I lost my mother, my church, my support system, my friends back home, and I felt utterly alone. But I’ve always been a woman of faith, and I continued to be faithful and committed in my relationship with Jesus Christ and to attend a Christian church regularly.

There were a few significant voids in the non-denominational Christian church I had chosen. I was not comfortable with the informal nature of worship, the rock-’n-roll style of praise, and lack of regular communion or sacrament. I missed the traditional and respectful nature of prayer, and quite honestly, the relationships and fellowship I had enjoyed in the LDS church.

My spiritual journey seemed to have stalled, and I did not know what direction the Lord wanted me to go. However, I knew that He loved me, He would not forsake me, and He wanted to bless me with a full knowledge of truth. There was a period of two years where that full knowledge was not evident to me. I continued to attend church faithfully, worship, pray, read the Bible, all the while offering my heart and soul to Lord, knowing in faith that I would someday be led to His true Church.

It wasn’t easy discerning truth from error after leaving the LDS church. LDS teaching is that, if one leaves the church, he can no longer obtain salvation in the highest Kingdom of Heaven and will forfeit his Eternal Exaltation. After much prayer for strength, clarity and peace, I could eventually see a little more clearly, and for this I was truly thankful.

Three years after this depressing time, I met (my now husband) John. John is a cradle Catholic; however, he was not actively practicing his religion. I also met two wonderful women friends who were Catholic. It seemed that, everywhere I turned, I was meeting Catholics. Maybe I had my Catholic radar active, but it seemed that my closest relationships were with Catholics. I also vaguely recalled being told that I had been baptized Catholic at six weeks of age. I interpreted these “coincidences” as signs from God to pursue the Catholic Faith and approached the opportunity prayerfully.

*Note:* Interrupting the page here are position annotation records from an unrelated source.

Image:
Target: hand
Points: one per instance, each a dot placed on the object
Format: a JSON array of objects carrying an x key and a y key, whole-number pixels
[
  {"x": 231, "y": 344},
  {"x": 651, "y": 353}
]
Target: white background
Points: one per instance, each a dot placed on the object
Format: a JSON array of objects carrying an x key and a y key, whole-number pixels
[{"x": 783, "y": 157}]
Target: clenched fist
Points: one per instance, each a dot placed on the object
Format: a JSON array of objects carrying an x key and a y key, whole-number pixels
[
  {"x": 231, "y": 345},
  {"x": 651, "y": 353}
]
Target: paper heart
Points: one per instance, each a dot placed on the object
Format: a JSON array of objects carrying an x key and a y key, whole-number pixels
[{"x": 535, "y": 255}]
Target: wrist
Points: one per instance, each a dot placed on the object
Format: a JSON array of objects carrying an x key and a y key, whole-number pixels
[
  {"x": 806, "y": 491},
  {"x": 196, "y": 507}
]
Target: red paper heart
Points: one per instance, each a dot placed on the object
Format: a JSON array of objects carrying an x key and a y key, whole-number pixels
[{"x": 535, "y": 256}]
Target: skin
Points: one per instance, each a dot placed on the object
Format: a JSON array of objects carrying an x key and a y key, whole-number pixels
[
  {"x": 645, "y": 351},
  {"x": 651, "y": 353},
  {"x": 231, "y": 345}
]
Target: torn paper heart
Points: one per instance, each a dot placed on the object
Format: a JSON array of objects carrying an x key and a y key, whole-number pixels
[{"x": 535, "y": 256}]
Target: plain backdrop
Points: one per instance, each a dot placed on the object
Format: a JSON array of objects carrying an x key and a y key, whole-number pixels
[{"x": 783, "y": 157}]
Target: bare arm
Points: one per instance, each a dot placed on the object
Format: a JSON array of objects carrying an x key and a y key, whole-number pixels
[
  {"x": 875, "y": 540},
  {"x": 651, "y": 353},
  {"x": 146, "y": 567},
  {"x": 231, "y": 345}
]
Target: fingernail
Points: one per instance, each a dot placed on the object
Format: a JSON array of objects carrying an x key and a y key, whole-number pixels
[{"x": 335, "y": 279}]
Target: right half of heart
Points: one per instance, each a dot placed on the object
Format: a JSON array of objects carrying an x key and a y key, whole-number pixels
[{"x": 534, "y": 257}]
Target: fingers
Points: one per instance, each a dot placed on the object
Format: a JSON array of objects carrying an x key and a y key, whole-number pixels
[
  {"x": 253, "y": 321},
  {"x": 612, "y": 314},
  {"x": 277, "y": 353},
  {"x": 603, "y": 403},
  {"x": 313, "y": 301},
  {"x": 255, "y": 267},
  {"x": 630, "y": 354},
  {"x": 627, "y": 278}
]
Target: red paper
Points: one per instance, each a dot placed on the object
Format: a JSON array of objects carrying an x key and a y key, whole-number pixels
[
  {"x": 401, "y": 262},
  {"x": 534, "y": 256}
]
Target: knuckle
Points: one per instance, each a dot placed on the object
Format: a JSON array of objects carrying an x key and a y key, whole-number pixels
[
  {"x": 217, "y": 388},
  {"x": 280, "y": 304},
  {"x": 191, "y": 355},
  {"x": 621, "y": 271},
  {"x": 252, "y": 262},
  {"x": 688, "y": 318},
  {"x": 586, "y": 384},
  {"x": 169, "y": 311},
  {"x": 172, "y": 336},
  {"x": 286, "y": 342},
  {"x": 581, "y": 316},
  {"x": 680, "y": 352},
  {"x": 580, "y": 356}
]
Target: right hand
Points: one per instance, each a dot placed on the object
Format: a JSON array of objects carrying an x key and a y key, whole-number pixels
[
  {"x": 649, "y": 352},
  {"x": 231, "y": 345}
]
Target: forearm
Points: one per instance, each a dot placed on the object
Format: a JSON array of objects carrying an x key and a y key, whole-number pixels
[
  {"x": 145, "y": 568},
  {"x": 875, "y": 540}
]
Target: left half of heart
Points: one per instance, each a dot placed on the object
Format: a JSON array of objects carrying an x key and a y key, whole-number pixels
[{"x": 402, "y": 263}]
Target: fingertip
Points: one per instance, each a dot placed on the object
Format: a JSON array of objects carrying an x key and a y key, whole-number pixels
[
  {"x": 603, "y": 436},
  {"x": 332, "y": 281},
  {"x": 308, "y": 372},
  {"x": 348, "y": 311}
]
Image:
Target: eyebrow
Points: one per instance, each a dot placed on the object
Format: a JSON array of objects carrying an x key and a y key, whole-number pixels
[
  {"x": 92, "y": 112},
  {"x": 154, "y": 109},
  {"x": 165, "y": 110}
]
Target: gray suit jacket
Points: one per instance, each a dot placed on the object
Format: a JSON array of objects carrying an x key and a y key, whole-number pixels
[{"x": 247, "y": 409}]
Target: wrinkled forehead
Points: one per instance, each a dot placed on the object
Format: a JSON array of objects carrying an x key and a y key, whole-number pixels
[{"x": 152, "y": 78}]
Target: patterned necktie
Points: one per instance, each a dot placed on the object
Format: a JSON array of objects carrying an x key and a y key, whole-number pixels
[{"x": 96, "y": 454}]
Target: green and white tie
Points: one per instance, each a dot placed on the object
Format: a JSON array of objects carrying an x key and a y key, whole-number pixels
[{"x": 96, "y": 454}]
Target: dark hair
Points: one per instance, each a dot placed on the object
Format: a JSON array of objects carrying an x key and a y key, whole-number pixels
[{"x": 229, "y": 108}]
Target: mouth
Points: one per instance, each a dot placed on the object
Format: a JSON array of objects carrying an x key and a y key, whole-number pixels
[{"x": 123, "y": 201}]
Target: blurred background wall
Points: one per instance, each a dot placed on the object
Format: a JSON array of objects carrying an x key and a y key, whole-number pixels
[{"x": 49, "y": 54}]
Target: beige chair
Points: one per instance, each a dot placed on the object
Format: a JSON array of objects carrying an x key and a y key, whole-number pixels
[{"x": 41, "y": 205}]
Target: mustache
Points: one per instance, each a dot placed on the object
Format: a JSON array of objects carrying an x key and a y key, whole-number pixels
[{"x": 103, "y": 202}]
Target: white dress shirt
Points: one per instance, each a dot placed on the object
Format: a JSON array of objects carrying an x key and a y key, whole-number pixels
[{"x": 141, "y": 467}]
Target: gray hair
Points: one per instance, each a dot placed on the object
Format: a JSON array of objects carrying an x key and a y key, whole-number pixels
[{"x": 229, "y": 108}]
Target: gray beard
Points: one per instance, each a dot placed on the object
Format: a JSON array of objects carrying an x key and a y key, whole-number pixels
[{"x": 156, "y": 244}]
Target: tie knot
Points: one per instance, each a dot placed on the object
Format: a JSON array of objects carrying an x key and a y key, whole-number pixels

From that point on, I was increasingly led by the gentle guidance of the Holy Spirit to enter the Catholic Church. My beloved father, who was my rock and my strength, suddenly died in 2013. My father was raised Catholic; however, he had distanced himself from Catholicism for most of his adult life. I believe that, after my father’s death, it was his influence which led me to the Catholic Church. I initially had no intention of becoming Catholic, and in fact had always heard negative things about the Church from my father. My intent was one hundred percent fact-finding and, to be quite honest, I believed that I would eventually disprove the teachings of the Catholic Church, check off the box, and go on to the next denomination in my search for truth. After consulting God in prayer, I decided to sign up for the next RCIA (Rite of Christian Initiation for Adults) session at the local parish, knowing zero about the Catholic Church but carrying a laundry list of questions, child-like curiosity and an eager attitude.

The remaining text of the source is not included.